Back to your regularly scheduled report…Race morning, I had coffee & protein in our room, and grabbed some fruit from the breakfast set up for the race participants on the way to the bus.  Sarah was going to join us later – in the rental car – so I sat next to a gentleman in his 60’s who was doing his 64th marathon.  (He is a “50-stater” – he’s done one in every state!  There were lots of those folks on the course.)  He was very encouraging!  (His wife was doing the half, and would ride the later bus.)  Our race start time was 6:30-ish (I was in wave 3 – at 6:34AM), and we got there with about ½ hour to check in our gear bags & hit the bathroom.  It was perfect timing…not enough time to get nervous or cold.

All of a sudden, the National Anthem was being sung, and the first wave (elite – FAST – runners) was off.  They did some fun things with the crowd as they waited two minutes between each race.  Birthday folks, 50-staters, first-timers, costumes, etc.  And, we were OFF!

Lea’s boyfriend, Max, had encouraged me the day before to “run your own race” – don’t get caught up in the crowd, enjoy the moment, etc.  I tried – I really did – but it is hard with all of that energy in the crowd!  At ¼ mile in…there was this man dressed in a jester costume, encouraging the crowd with a sign that read “You are almost there – only 26.2 miles to go” – with the .2 crossed off.  Cute & fun!  I felt really strong & ran most of the first 5K (3 miles).  At mile one, I got hot & shed my long-sleeved shirt…running sleeveless the rest of the day.  (I was a good girl – and did REALLY well with my sunscreen!  NO BURN!)  There was a slight incline as we entered into the Bolsa Chica neighborhood & I was really planning to walk the uphills, but an older gentleman came up beside me & encouraged me to run with him – because there was a photographer!
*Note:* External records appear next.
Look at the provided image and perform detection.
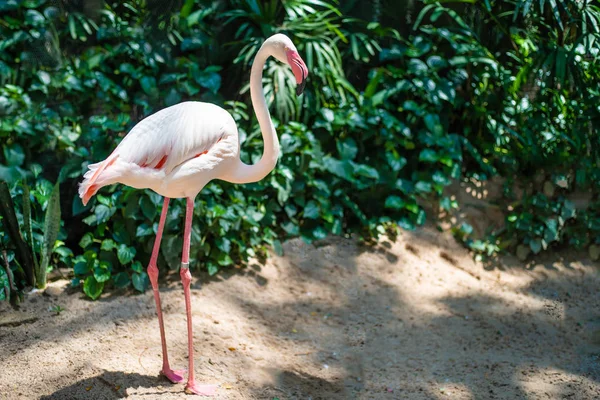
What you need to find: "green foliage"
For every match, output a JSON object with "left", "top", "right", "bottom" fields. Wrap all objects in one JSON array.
[{"left": 0, "top": 0, "right": 600, "bottom": 299}]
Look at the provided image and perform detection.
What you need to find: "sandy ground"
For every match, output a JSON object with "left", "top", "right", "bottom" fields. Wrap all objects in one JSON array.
[{"left": 0, "top": 229, "right": 600, "bottom": 400}]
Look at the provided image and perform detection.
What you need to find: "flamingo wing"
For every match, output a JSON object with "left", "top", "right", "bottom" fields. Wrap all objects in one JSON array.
[{"left": 79, "top": 102, "right": 235, "bottom": 204}]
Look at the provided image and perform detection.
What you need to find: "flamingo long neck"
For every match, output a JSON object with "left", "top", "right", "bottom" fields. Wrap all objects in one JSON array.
[{"left": 232, "top": 45, "right": 279, "bottom": 183}]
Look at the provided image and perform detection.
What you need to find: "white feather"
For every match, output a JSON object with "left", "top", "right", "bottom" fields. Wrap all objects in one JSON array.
[{"left": 79, "top": 102, "right": 239, "bottom": 203}]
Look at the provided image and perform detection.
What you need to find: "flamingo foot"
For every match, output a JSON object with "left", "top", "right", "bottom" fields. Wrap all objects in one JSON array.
[
  {"left": 185, "top": 381, "right": 217, "bottom": 396},
  {"left": 160, "top": 368, "right": 185, "bottom": 383}
]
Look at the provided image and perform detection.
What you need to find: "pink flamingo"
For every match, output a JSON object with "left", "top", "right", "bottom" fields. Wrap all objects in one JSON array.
[{"left": 79, "top": 34, "right": 308, "bottom": 396}]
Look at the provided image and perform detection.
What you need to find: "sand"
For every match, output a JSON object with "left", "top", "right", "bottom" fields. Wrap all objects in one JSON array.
[{"left": 0, "top": 228, "right": 600, "bottom": 400}]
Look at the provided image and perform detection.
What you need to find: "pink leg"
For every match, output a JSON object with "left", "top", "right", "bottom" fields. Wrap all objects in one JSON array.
[
  {"left": 148, "top": 197, "right": 185, "bottom": 383},
  {"left": 179, "top": 198, "right": 217, "bottom": 396}
]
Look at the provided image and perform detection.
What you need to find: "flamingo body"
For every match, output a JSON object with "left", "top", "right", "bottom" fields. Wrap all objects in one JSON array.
[
  {"left": 79, "top": 101, "right": 239, "bottom": 204},
  {"left": 79, "top": 34, "right": 308, "bottom": 396}
]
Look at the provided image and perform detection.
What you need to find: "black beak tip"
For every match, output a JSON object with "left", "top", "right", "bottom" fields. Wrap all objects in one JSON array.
[{"left": 296, "top": 79, "right": 306, "bottom": 96}]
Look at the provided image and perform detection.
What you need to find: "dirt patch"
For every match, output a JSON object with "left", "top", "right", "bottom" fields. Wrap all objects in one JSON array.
[{"left": 0, "top": 229, "right": 600, "bottom": 400}]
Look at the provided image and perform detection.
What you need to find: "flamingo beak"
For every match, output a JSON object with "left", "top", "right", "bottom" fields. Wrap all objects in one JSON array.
[{"left": 286, "top": 50, "right": 308, "bottom": 96}]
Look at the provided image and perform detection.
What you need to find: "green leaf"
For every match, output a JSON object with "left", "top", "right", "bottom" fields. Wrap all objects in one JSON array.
[
  {"left": 217, "top": 252, "right": 233, "bottom": 267},
  {"left": 415, "top": 181, "right": 431, "bottom": 193},
  {"left": 79, "top": 232, "right": 94, "bottom": 249},
  {"left": 303, "top": 200, "right": 319, "bottom": 219},
  {"left": 83, "top": 275, "right": 104, "bottom": 300},
  {"left": 94, "top": 204, "right": 111, "bottom": 224},
  {"left": 131, "top": 272, "right": 150, "bottom": 293},
  {"left": 336, "top": 138, "right": 358, "bottom": 160},
  {"left": 36, "top": 182, "right": 60, "bottom": 289},
  {"left": 73, "top": 261, "right": 90, "bottom": 275},
  {"left": 94, "top": 261, "right": 112, "bottom": 283},
  {"left": 131, "top": 261, "right": 144, "bottom": 273},
  {"left": 424, "top": 114, "right": 444, "bottom": 136},
  {"left": 273, "top": 240, "right": 283, "bottom": 257},
  {"left": 419, "top": 149, "right": 439, "bottom": 163},
  {"left": 140, "top": 76, "right": 158, "bottom": 98},
  {"left": 385, "top": 195, "right": 406, "bottom": 210},
  {"left": 100, "top": 239, "right": 117, "bottom": 251},
  {"left": 4, "top": 143, "right": 25, "bottom": 167},
  {"left": 117, "top": 244, "right": 136, "bottom": 265},
  {"left": 529, "top": 239, "right": 542, "bottom": 254}
]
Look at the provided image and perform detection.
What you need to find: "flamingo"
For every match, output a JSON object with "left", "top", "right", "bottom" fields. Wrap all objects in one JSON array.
[{"left": 79, "top": 34, "right": 308, "bottom": 396}]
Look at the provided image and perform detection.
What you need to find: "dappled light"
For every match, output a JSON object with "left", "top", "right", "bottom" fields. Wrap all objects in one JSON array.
[
  {"left": 0, "top": 228, "right": 600, "bottom": 399},
  {"left": 0, "top": 0, "right": 600, "bottom": 400}
]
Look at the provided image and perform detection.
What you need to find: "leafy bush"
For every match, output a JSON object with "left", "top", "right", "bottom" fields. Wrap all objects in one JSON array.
[{"left": 0, "top": 0, "right": 600, "bottom": 299}]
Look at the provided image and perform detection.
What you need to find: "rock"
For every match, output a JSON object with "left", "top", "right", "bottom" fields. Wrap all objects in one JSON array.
[{"left": 544, "top": 181, "right": 554, "bottom": 197}]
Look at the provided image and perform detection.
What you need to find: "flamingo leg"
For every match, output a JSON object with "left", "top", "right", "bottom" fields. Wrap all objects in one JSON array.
[
  {"left": 179, "top": 198, "right": 217, "bottom": 396},
  {"left": 148, "top": 197, "right": 185, "bottom": 383}
]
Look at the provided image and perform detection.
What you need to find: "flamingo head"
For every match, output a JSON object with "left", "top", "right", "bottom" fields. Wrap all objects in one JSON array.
[{"left": 267, "top": 33, "right": 308, "bottom": 96}]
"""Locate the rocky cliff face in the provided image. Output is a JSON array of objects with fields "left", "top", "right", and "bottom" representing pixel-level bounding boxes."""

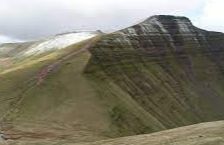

J  So, we ran.  At mile 5, I realized that I wasn’t going to be able to keep that up if I was going to keep on, so I let him take off without me.  It was a nice, shady walk through the Huntington Beach Central Park, though the bathroom situation was FAR between.  (I was fine – but wasn’t sure I was going to be!)  I was pretty tuckered out, coming out of the park, and some stinker put a BIG HILL at mile 8!  I was starting to feel defeated & deflated, but at mile 8.5 we rejoined the course with the half-marathon folks, many of who were just starting.  I kept my eyes peeled for Lea, but didn’t think we’d really connect.

Another side trail…I have, on several occasions, solicited friends for playlist recommendations for my running.  I sometimes end up with music I wouldn’t have normally chosen – but find really works for me.  One of the songs Lea gave me (that always makes me think of her) came on my iPod about mile 10, and I thought, “Wouldn’t that be funny if I saw her now?”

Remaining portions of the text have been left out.